Damit haben wir also die beiden Extremfälle sauber abgedeckt und wissen, dass nicht nur die Hochliteratur aus dem Kanon, sondern auch die Heftchenkultur in der Forschung angekommen ist. Nun, ein bisschen was von dem, was dazwischen ist, wird auch bereits erforscht. Zum Beispiel Popliteratur. Reinald Goetz, Christian Kracht, Benjamin von Stuckrad-Barre und manchmal sogar Alexa Henning von Lange werden schon in der Forschung zu diesem Thema erwähnt. Rocko Schamoni übrigens auch. Heinz Strunk dann aber doch noch nicht, vielleicht weil er sich nicht so gut einordnen lässt. Übrigens so etwas wie „fifty shades of grey“ oder auch „Gone girl“ findet auch ab und zu Erwähnung, z.B. in Archer und Jockers makroanlaytisch-populärwissenschaftlichem Bestseller-Code ​(Archer, 2017)​.

So und jetzt kommen wir zu den wahrhaft blinden Flecken, nennen wir sie mal Urlaubs- und Wochenendlektüre. Bücher, die man liest um sich zu entspannen, vielleicht sogar weil sie so vorhersehbar und immer ähnlich sind. Sowas wie Nicholas Sparks oder Nora Roberts oder Carmen Korn oder Petra Oelker. Das ist es doch, das wahre „great unread“ ​(Moretti, 2013)​ der Literaturwissenschaften. Bücher, die sehr wohl sehr viel gelesen werden und die so in die Kategorie „ganz nett“ fallen. Schauen wir in die Buchhandlungen sehen wir, dass sie tatsächlich das Gros der konsumierten Bücher ausmachen.

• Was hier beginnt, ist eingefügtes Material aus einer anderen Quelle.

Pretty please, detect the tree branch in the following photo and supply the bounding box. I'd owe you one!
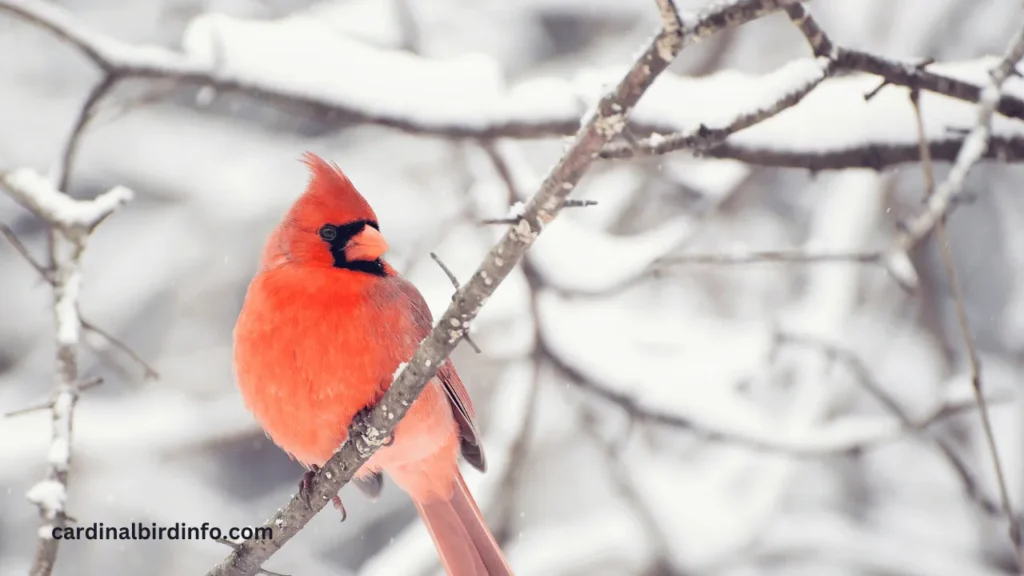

Dann kommen natürlich noch die, die zu jung sind, die es aber schaffen können, von der Literaturwissenschaft erforscht zu werden. Für mich sind das definitiv Leute wie Tino Hanekamp, Marc-Uwe Kling oder Sybille Berg. Damit sind wir jetzt unmerklich von einer normativen Auslegung des Begriffes Literatur zu einer diskursiven ​(Heydebrand, 1996; Winko, Jannidis and Lauer, 2009)​ gekommen. Denn schließlich sind es Leser*innen, Feuilletonist*innen, Blogger*innen und Literaturwissenschaftler*innen, die den zukünftigen Kanon bestimmen und das z.T. auch ganz bewusst tun, wie z.B. Tobi vom Lesestunden-Blog in seiner gerade gestarteten Blogger-Kanon-Aktion.

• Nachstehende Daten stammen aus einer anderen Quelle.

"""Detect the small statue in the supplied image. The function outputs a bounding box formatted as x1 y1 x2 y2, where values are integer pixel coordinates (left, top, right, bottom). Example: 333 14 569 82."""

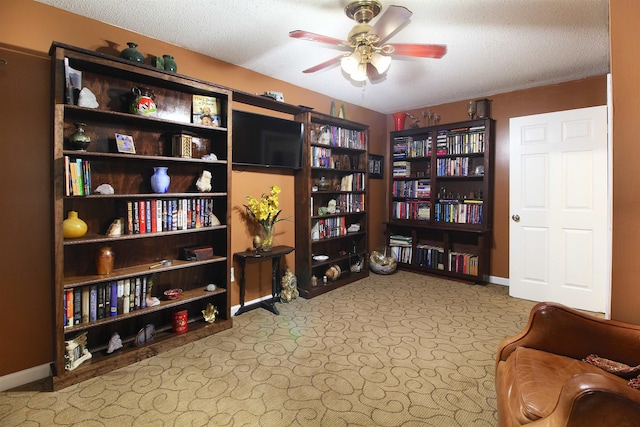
106 218 123 237
195 170 212 192
280 268 299 302
202 303 218 323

Viel einfacher zu handhaben: Das Narrativ

Das Problem bei der ganzen Literatur-Literarizität-Kanon-Debatte ist, dass man – sobald man sich einmischt – nicht wirklich darum herum kommt, den Kanon in irgendeiner Weise zu reproduzieren. Jedesmal, wenn man (so wie ich das weiter oben gemacht habe) eine Aussage darüber macht, was definitiv im Kanon sei (Goethe, Schiller usw.) bestätigt man diesen. Selbst wenn man den Kanon ergänzen möchte (z.B. um Strunk, Kling, Berg u.a.) bestätigt man dadurch zumindest das Konzept Kanon an sich und damit auch die Idee, dass Literatur eine gewisse Qualität haben muss, um dazu zu zählen.

Ein, wie ich finde, äußerst eleganter Ausweg aus diesem Dilemma ist, den ganzen Literaturbegriff zur Seite zu schieben und sich stattdessen mit Narrativen auseinander zu setzen. Ein Narrativ, das ist eine Erzählung. Meine persönliche Lieblingsdefinition von Narrativ ist: Jemand erzählt jemandem bei einer bestimmten Gelegenheit und mit einem bestimmten Ziel, dass etwas passiert ist ​(Phelan, 2007)​. Diese Definition stammt aus der rhetorischen Erzählforschung, kann aber durchaus auch jenseits von Echtzeit-Kommunikation Verwendung finden und findet diese auch z.B. bei Phelan selbst. Denn erzählen kann man in vielen Formen und Medien. In Büchern natürlich aber auch in Filmen oder eben Alltagssituationen. Erforschen kann man alles davon.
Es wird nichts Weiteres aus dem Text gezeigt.